The ANC sought leave to appeal this judgment in the Supreme Court of Appeal but it was turned down. The Concourt similarly turned down the leave to appeal application.

Schreiber said the ANC had had enough time to find the records.

He said the ANC lawyers had contacted the party’s lawyers and requested an extension of the deadline until this Friday, February 23, but the DA said there would be no extension as the process had been delayed for more than three years.

Schreiber said this was another delaying tactic by the governing party.

Political analyst Ntsikelelo Breakfast said the issue of cadre deployment was cited in Chief Justice Raymond Zondo’s report on State Capture as one of the factors that had contributed to the institutionalisation of corruption.

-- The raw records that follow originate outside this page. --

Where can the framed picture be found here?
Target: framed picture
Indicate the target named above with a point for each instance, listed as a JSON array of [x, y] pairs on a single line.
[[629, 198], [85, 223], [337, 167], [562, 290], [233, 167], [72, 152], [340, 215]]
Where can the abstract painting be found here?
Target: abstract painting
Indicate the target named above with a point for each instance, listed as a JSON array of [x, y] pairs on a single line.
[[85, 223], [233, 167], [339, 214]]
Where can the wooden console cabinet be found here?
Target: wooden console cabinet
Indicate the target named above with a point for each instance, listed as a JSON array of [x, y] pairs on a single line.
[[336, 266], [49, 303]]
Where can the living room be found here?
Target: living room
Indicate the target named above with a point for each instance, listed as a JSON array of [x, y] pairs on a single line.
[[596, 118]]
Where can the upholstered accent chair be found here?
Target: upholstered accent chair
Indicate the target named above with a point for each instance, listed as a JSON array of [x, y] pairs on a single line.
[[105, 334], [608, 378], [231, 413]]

“My view is that cadre deployment is not a bad thing because politics and administration are like two sides of the same coin. There is a symbiotic relationship between the two environments, the political and also the administrative environment.

“I do not think that the decisions that were made to deploy people should be hidden, because democracy is about accountability; it is about transparency, and that information must not be hidden from the public.”

Breakfast said the issue around cadre deployment was whether it added value to governance or not.

“I do not think it is wrong to deploy people at a strategic level as long as they have the qualifications and the experience that is needed,” he said.